As an important personal necessity, sachet was a Keepsake of Love in Chinese culture. In ancient times, women usually would make a sachet with exquisite embroidery, and give it to their beloved ones.
Nowadays, the sachet is still popular, which could be hung in one’s car or room, as a beautiful and fragrant pendant decoration.
Fancy Hanging Bag — He Bao
He Bao is a pouch that can be hung on one’s waist, in which people can put small or important things, like coins or seals.
It originated around the Spring and Autumn Period (770 BC — 403 BC) and became popular a few hundred years later.
The pouch He Bao was originally made of furs and gradually replaced by other types of fabrics. Meanwhile, exquisite embroideries, including lucky patterns, poems, auspicious words, were added on He Bao.
However, use color, material, and pattern still followed the strict hierarchy.
In history, He Bao was a good gift to express the affection of a woman, by giving a handmade He Bao to her beloved one. Now, it is more used as decoration.
Belt Hook — Dai Gou
Originated around 5,000 years ago, the belt hook was used mostly by male nobles, to tie robe, and to represent one’s status.
Belt Hook (Dai Gou) was made of bronze, jade, gold, silver, or iron, with sophisticated decorations and extraordinary carving skills.
Since the Warring States Period (403 BC — 221 BC), Dai Gou popularized among civilians as well, as an important part of people’s costumes, though still followed strict hierarchy.
A few centuries later, Dai Gou gradually became an exquisite decoration.
Makeup on Forehead — Hua Dian
Around 1600 years ago, a plum petal fell on the forehead of Princess Shouyang and left a red flower-shaped mark. Everyone found this mark quite beautiful, so this forehead decoration became popular and spread nationwide very soon.
Hua Dian was usually pasted on a woman’s forehead and sometimes on the cheeks or hair. It has many colors and shapes and is made of different kinds of materials, of which the red flower shape was the most frequently used one.
In the make-up procedure, firstly, they cut materials, like gold foil or paper, into a specific shape; then a type of glue (made of fish is the best) is used to paste it.

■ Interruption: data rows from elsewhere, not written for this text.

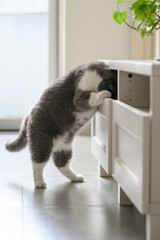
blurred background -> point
(41, 40)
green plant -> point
(146, 17)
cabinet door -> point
(131, 131)
(101, 139)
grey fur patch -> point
(61, 158)
(56, 113)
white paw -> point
(104, 94)
(78, 178)
(40, 184)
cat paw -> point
(104, 94)
(78, 178)
(40, 184)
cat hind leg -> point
(62, 162)
(38, 174)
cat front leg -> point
(62, 162)
(96, 98)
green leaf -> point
(120, 17)
(121, 1)
(143, 32)
(140, 4)
(124, 15)
(139, 26)
(117, 17)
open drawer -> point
(101, 140)
(130, 149)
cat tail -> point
(21, 141)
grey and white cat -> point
(62, 110)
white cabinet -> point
(102, 135)
(131, 135)
(126, 138)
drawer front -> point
(101, 138)
(131, 130)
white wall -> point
(88, 32)
(91, 33)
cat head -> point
(97, 77)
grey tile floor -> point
(64, 210)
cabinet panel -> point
(101, 140)
(131, 130)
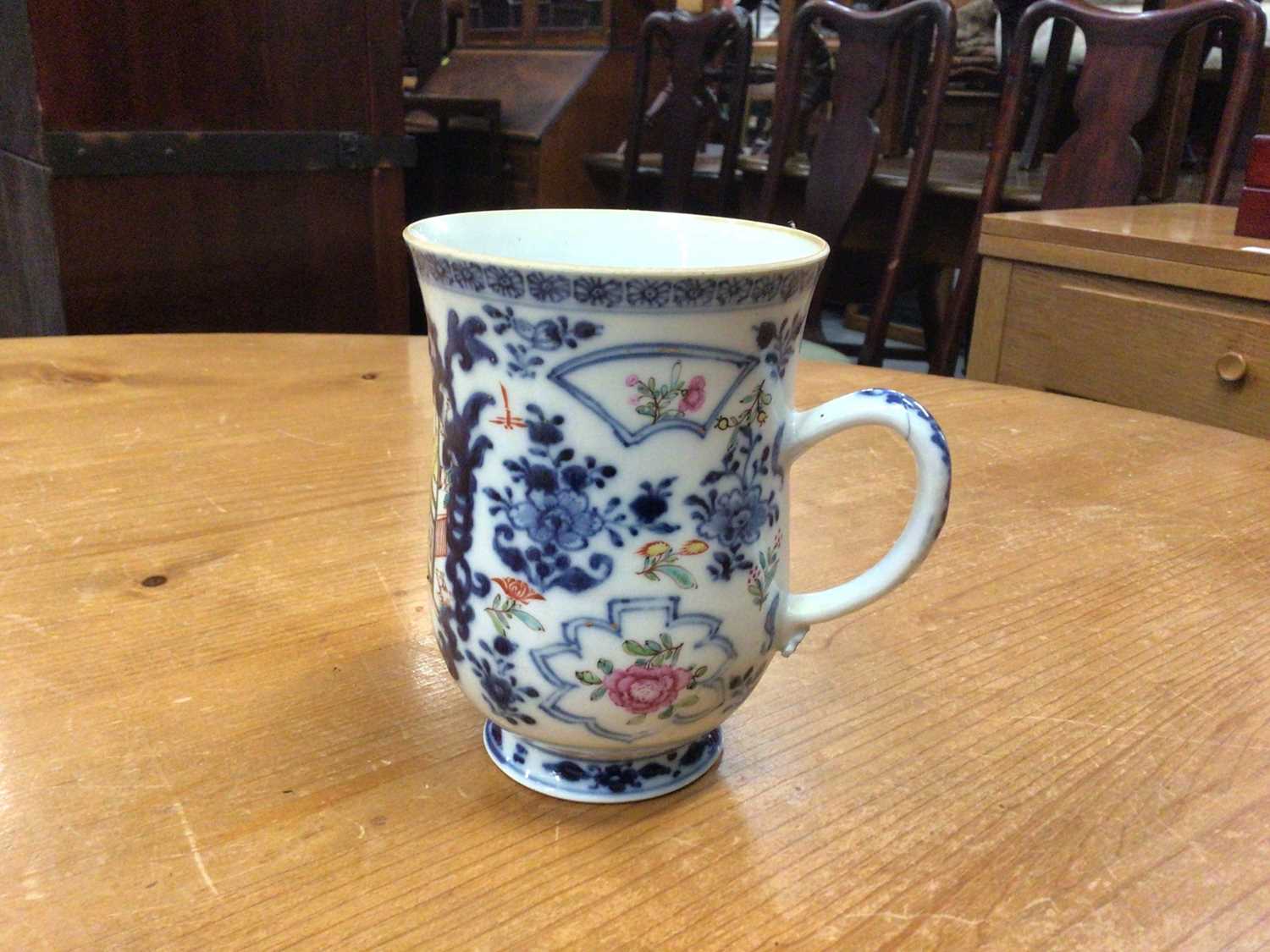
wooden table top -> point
(1186, 234)
(225, 723)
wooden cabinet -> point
(556, 106)
(225, 167)
(561, 73)
(1156, 307)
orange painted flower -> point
(518, 591)
(653, 548)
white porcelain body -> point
(611, 495)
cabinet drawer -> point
(1137, 344)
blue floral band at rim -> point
(609, 291)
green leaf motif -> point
(680, 575)
(530, 621)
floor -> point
(906, 312)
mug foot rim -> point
(591, 781)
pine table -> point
(225, 724)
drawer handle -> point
(1231, 367)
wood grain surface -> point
(224, 721)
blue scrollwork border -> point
(607, 292)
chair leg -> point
(931, 296)
(1049, 91)
(1162, 151)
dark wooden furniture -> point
(848, 144)
(705, 91)
(454, 177)
(556, 107)
(1165, 137)
(561, 71)
(30, 301)
(1254, 217)
(229, 168)
(1102, 164)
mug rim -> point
(432, 246)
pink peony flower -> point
(695, 396)
(647, 690)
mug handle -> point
(911, 421)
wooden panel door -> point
(286, 230)
(30, 300)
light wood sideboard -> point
(1155, 307)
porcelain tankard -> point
(615, 436)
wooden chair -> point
(709, 63)
(1166, 139)
(848, 145)
(1102, 164)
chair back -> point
(848, 144)
(709, 61)
(1100, 164)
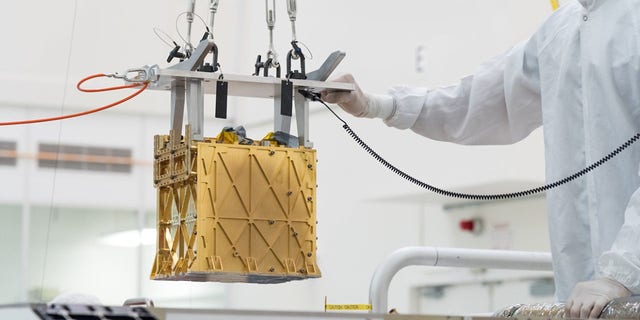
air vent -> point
(84, 158)
(8, 153)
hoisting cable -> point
(143, 86)
(469, 196)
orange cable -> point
(84, 113)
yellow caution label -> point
(347, 307)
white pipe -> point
(449, 257)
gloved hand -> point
(589, 298)
(358, 103)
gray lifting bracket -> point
(186, 84)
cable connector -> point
(310, 94)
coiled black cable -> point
(316, 97)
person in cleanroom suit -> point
(579, 77)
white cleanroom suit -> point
(579, 77)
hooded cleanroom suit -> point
(579, 77)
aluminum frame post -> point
(302, 119)
(280, 122)
(177, 106)
(195, 108)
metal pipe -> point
(213, 8)
(448, 257)
(190, 12)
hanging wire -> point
(178, 29)
(469, 196)
(55, 168)
(308, 50)
(143, 86)
(156, 30)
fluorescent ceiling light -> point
(130, 238)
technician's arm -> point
(499, 104)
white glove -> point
(589, 298)
(358, 103)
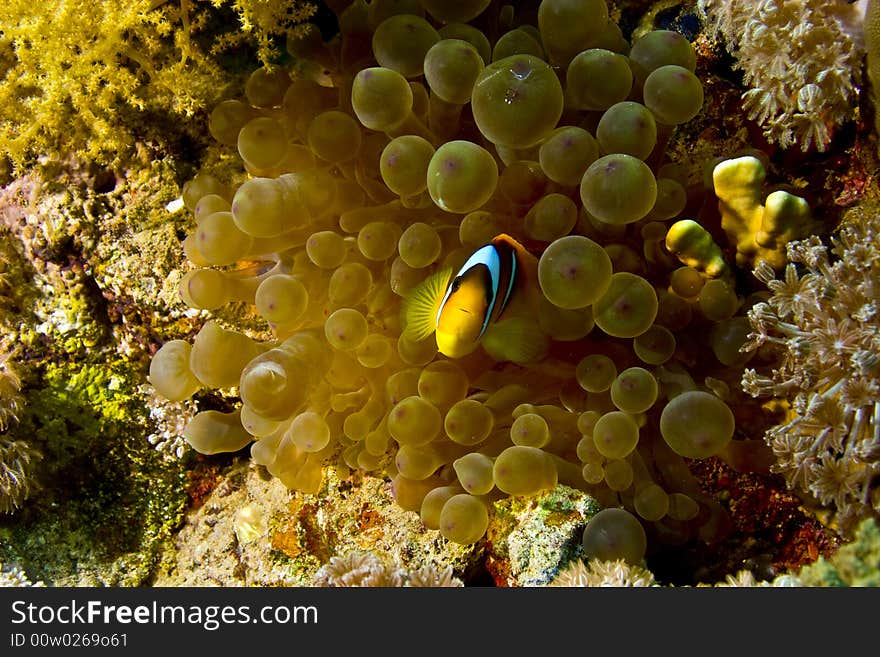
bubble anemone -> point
(574, 271)
(615, 434)
(696, 424)
(634, 390)
(627, 308)
(463, 519)
(517, 101)
(615, 534)
(523, 470)
(618, 189)
(462, 176)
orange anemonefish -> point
(465, 310)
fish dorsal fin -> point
(423, 303)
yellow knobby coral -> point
(760, 228)
(694, 246)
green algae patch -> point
(531, 538)
(108, 501)
(855, 564)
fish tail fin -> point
(422, 303)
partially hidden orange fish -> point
(492, 301)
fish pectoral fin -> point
(517, 339)
(421, 305)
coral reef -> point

After the Tang Dynasty (618 — 907) was ended, Hua Dian gradually stepped out of women’s cosmetic cases. Today, however, with more people started wearing traditional Chinese costumes, Hua Dian is regaining more attention.
Symbol of Status — Sword
Since the Zhou Dynasty (1046 BC — 256 BC), wearing a sword became the representative of one’s bravery, courage, power, decency, chivalry, and social status.
However, at that time, only nobles could wear them; weight, size, and patterns of swords were strictly followed the feudal hierarchy. Civilians, however, could not wear swords, except in wars.
In a peaceful era, some people’s swords didn’t even have edges; however, wearing a sword with sophisticated decorations was still many people's necessities.
Nowadays, the sword is still a popular decoration that people would hang in their rooms, or use as a tool to adjust one’s Fengshui.
Ancient Lighter — Huo Lian
Huo Lian has been used to hit the flint and make a fire in Chinese history until matches and lighters were introduced in the recent century.
People used it to light fire or firearms or to smoke tobacco. Therefore, Huo Lian was one of the necessities for most men in their daily lives.